L’AZT, le premier antirétroviral, arrive sur le marché. “Il fallait leur administrer le médicament toutes les 4 heures”, se souvient Sophie, externe à la Pitié-Salpêtrière à la fin des années 80. “Pour cela, on les réveillait au milieu de la nuit.” En vain : l’efficacité du médicament n’est pas suffisante. Sans compter ses effets secondaires. “On arrivait à leur faire gagner au mieux six à douze mois de vie”, d’après les souvenirs du médecin. Les “infections opportunistes” se succèdent. Le sida garde le dessus. Les patients savent qu’ils sont condamnés. “Je me souviens d’un malade qui avait offert un CD à un de nos chefs de service. L’Opéra La forza del destino (en français ‘la force du destin’) de Verdi… Je crois qu’il est mort une semaine plus tard”, témoigne Étienne. En 1996, le bilan est lourd. Le sida a déjà tué plus de 30.000 personnes en France. “J’ai assisté aux funérailles de volontaires, de connaissances, d’amis”, se rappelle le directeur de recherche à l'Inserm. 
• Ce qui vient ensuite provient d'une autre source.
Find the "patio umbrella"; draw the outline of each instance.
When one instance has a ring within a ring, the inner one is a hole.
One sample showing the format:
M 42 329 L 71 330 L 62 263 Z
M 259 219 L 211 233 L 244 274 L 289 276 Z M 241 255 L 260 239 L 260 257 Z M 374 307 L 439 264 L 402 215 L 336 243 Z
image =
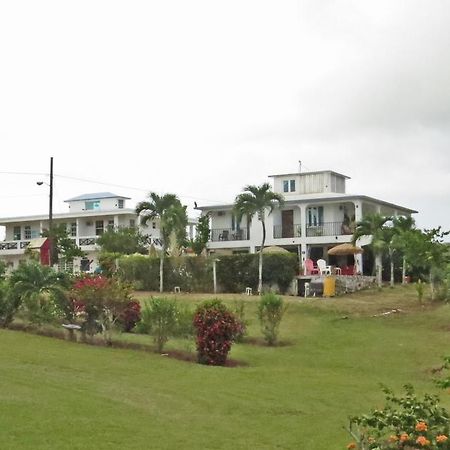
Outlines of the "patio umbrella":
M 361 247 L 352 244 L 340 244 L 328 250 L 329 255 L 357 255 L 364 250 Z
M 278 247 L 278 245 L 271 245 L 269 247 L 264 247 L 263 253 L 289 253 L 289 250 L 286 250 L 283 247 Z

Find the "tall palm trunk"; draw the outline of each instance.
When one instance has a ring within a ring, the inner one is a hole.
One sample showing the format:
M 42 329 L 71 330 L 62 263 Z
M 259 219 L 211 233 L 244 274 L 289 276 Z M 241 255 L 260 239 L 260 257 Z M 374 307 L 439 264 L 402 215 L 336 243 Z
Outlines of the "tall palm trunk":
M 159 258 L 159 292 L 164 292 L 164 254 L 165 250 L 162 249 L 161 256 Z
M 377 284 L 378 287 L 381 288 L 383 286 L 383 279 L 382 279 L 382 258 L 381 258 L 381 253 L 377 253 L 375 255 L 375 271 L 376 271 L 376 276 L 377 276 Z
M 391 285 L 391 287 L 394 287 L 394 251 L 391 247 L 389 248 L 389 262 L 390 262 L 390 266 L 391 266 L 390 285 Z
M 263 279 L 262 279 L 262 268 L 263 268 L 263 250 L 264 250 L 264 243 L 266 242 L 266 223 L 264 220 L 261 220 L 262 224 L 262 242 L 261 242 L 261 248 L 259 249 L 259 267 L 258 267 L 258 294 L 262 294 L 262 288 L 263 288 Z
M 406 257 L 403 256 L 402 264 L 402 284 L 406 284 Z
Les associations, les chercheurs, les sociologues, les médecins se rassemblent. Du jamais-vu dans l’histoire de la médecine. La bataille continue. Jusqu’en 1996, avec l’arrivée des bithérapies puis des trithérapies, qui consistent à associer deux puis trois molécules afin de renforcer la puissance du traitement. La communauté scientifique retient son souffle. Ça y est, la charge virale, c’est-à-dire la quantité de virus dans le sang, baisse. Elle devient même indétectable. Le sida abdique contre 20 à 30 comprimés par jour. La gestion des effets secondaires est difficile mais les résultats sont là. “C’était dingue. On a vu des patients revenir de la mort, souffle Bruno Spire. Des gens qui n’arrivaient même plus à se déplacer tellement ils étaient faibles ou qui pesaient à peine 40 kilos”. Étienne complète : “Avant ça, on n’avait jamais vu une seule personne s’en sortir”. Ça y est, le sida n’est plus une maladie mortelle. Plus de vingt ans après, c'est même officiel : un patient séropositif sous traitement ne peut plus transmettre le VIH. Une sacrée victoire pour les médecins, et pour les morts du sida.